Aleksandar · September 8, 2014, 3:52am

In spite of being in a rush, I implemented what you proposed and … Results are useless!
I read the difference between CPU and GPU time stamps at the beginning of the application (it was 6655170365911ns) and at the end (6655171233623ns). It was a debug version of the application.
The difference of the time stamps was 867712 ns, i.e. 0.87ms!

Now, let’s try in full speed with the release version:

Second try: 7364879422472.69 vs 7364879734914.50 = 0.312ms (greater difference at the end).

Third try: 7521515844922.50 vs 7521515987968.31 = 0.143ms (greater difference at the end).

Forth try: 7640450144996.02 vs 7640451072964.14 = 0.928ms.

Do you see the point?

Aleksandar · September 8, 2014, 4:24am

Oh, I have forgotten to post a code, in a case someone want to reproduce the test.
Here it is:


double GLRenderer::CPU2GPUCorrelation()
{
	unsigned int id;
	GLuint64 startTimeGPU;
	LARGE_INTEGER startTimeCPU, freq;
	glGenQueries(1, &id);
	glQueryCounter(id, GL_TIMESTAMP);
	glGetQueryObjectui64v(id,GL_QUERY_RESULT,&startTimeGPU);
	QueryPerformanceCounter(&startTimeCPU);
	QueryPerformanceFrequency(&freq);
	double valCPU = startTimeCPU.QuadPart*1e9/(double)freq.QuadPart;
	double valGPU = (double)startTimeGPU;
	glDeleteQueries(1, &id);
	return valCPU-valGPU;
}

Also, in the forth try, I waited for a while to allow GPU to change performance state. Lower P-States induce higher delay.

FrankBoltzmann · September 8, 2014, 8:09am

[QUOTE=Aleksandar;1261540]In spite of being in a rush, I implemented what you proposed and … Results are useless!
I read the difference between CPU and GPU time stamps at the beginning of the application (it was 6655170365911ns) and at the end (6655171233623ns). It was a debug version of the application.
The difference of the time stamps was 867712 ns, i.e. 0.87ms!

Now, let’s try in full speed with the release version:

Second try: 7364879422472.69 vs 7364879734914.50 = 0.312ms (greater difference at the end).

Third try: 7521515844922.50 vs 7521515987968.31 = 0.143ms (greater difference at the end).

Forth try: 7640450144996.02 vs 7640451072964.14 = 0.928ms.

Do you see the point?[/QUOTE]

Sorry, I was going to do this but I have been busy with other parts of my experiment. Thank you for the results!

This pretty much finishes our debate: it is impossible to measure the delay.

I only wanted it for visual reasons, to make a time diagram that shows the timings and delays so that anyone could understand how asynchronous it can be, with real time values. But it’s not really that important, it would be just a convenience.

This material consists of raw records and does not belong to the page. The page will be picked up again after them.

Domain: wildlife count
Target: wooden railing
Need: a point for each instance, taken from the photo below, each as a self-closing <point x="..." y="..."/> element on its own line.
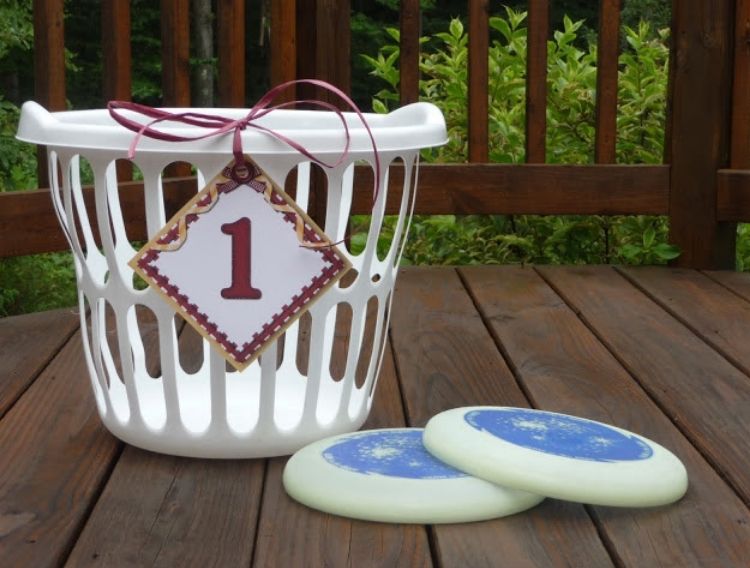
<point x="704" y="185"/>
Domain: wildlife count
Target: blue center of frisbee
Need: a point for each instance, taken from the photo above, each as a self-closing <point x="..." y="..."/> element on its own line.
<point x="559" y="435"/>
<point x="397" y="453"/>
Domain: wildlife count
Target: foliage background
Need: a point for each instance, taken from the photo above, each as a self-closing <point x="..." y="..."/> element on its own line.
<point x="45" y="281"/>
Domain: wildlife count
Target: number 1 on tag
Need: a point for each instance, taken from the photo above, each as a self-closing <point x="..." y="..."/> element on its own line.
<point x="241" y="288"/>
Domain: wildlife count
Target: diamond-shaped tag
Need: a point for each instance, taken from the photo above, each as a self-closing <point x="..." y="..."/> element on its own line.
<point x="240" y="262"/>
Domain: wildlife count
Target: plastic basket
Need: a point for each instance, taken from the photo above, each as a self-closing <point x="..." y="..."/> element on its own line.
<point x="276" y="405"/>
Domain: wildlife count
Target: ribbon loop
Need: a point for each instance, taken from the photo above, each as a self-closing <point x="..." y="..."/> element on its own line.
<point x="217" y="125"/>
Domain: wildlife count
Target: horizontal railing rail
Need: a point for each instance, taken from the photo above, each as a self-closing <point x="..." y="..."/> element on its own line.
<point x="702" y="188"/>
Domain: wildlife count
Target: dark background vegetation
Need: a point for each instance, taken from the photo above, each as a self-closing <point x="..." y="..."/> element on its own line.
<point x="45" y="281"/>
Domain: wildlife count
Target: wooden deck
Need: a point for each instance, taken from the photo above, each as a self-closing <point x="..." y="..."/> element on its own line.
<point x="663" y="352"/>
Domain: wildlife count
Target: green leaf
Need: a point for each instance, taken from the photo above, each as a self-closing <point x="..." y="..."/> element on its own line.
<point x="456" y="28"/>
<point x="648" y="237"/>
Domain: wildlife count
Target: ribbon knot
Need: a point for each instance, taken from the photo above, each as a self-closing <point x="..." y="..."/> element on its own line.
<point x="217" y="125"/>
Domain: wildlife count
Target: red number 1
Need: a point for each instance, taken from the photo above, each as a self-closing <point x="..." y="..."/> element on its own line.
<point x="241" y="288"/>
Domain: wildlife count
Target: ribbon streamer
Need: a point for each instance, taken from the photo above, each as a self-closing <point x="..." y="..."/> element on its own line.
<point x="221" y="125"/>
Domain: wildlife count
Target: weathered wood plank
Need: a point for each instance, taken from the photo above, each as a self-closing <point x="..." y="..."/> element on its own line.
<point x="536" y="82"/>
<point x="28" y="224"/>
<point x="408" y="65"/>
<point x="565" y="368"/>
<point x="293" y="535"/>
<point x="446" y="358"/>
<point x="606" y="81"/>
<point x="56" y="455"/>
<point x="49" y="67"/>
<point x="700" y="130"/>
<point x="175" y="52"/>
<point x="698" y="388"/>
<point x="718" y="316"/>
<point x="284" y="45"/>
<point x="175" y="62"/>
<point x="116" y="52"/>
<point x="230" y="16"/>
<point x="28" y="343"/>
<point x="479" y="36"/>
<point x="116" y="61"/>
<point x="159" y="510"/>
<point x="532" y="188"/>
<point x="733" y="195"/>
<point x="737" y="282"/>
<point x="740" y="143"/>
<point x="178" y="511"/>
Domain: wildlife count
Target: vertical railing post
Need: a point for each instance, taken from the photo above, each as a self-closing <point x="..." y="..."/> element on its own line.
<point x="230" y="15"/>
<point x="116" y="60"/>
<point x="536" y="81"/>
<point x="323" y="52"/>
<point x="740" y="146"/>
<point x="175" y="73"/>
<point x="284" y="45"/>
<point x="175" y="49"/>
<point x="478" y="80"/>
<point x="49" y="67"/>
<point x="606" y="82"/>
<point x="699" y="140"/>
<point x="409" y="52"/>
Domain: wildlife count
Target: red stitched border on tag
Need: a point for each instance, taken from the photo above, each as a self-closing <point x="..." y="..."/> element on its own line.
<point x="288" y="311"/>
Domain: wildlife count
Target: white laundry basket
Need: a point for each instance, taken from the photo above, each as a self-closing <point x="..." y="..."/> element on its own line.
<point x="271" y="408"/>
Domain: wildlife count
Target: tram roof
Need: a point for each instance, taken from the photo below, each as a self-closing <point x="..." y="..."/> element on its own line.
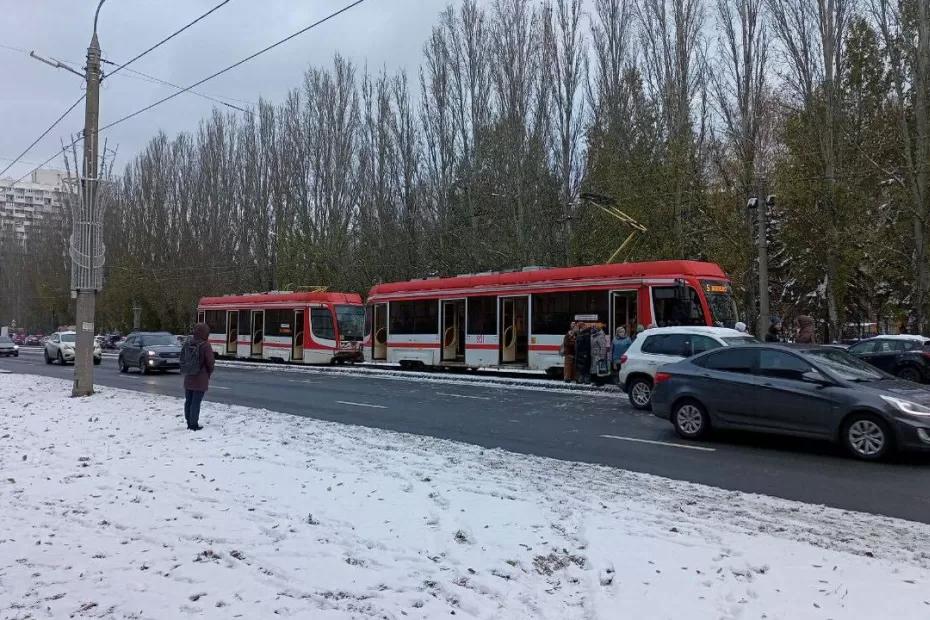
<point x="531" y="276"/>
<point x="277" y="298"/>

You have been really helpful! Sorry that you had to go through the trouble of implementing it yourself when you were in a rush, just to conclude that this whole debate goes nowhere!

Aleksandar · September 8, 2014, 10:23am

Since it is for illustration purpose only, you could draw CPU and GPU time diagrams separately (of course, preserve a sense of latency by moving GPU time-line a little bit to the right). On the other hand, the delay could be much longer that the whole process you want to illustrate.

I’m glad if I could help you.
And don’ be sorry. I wouldn’t do it if I wasn’t interested in the topic.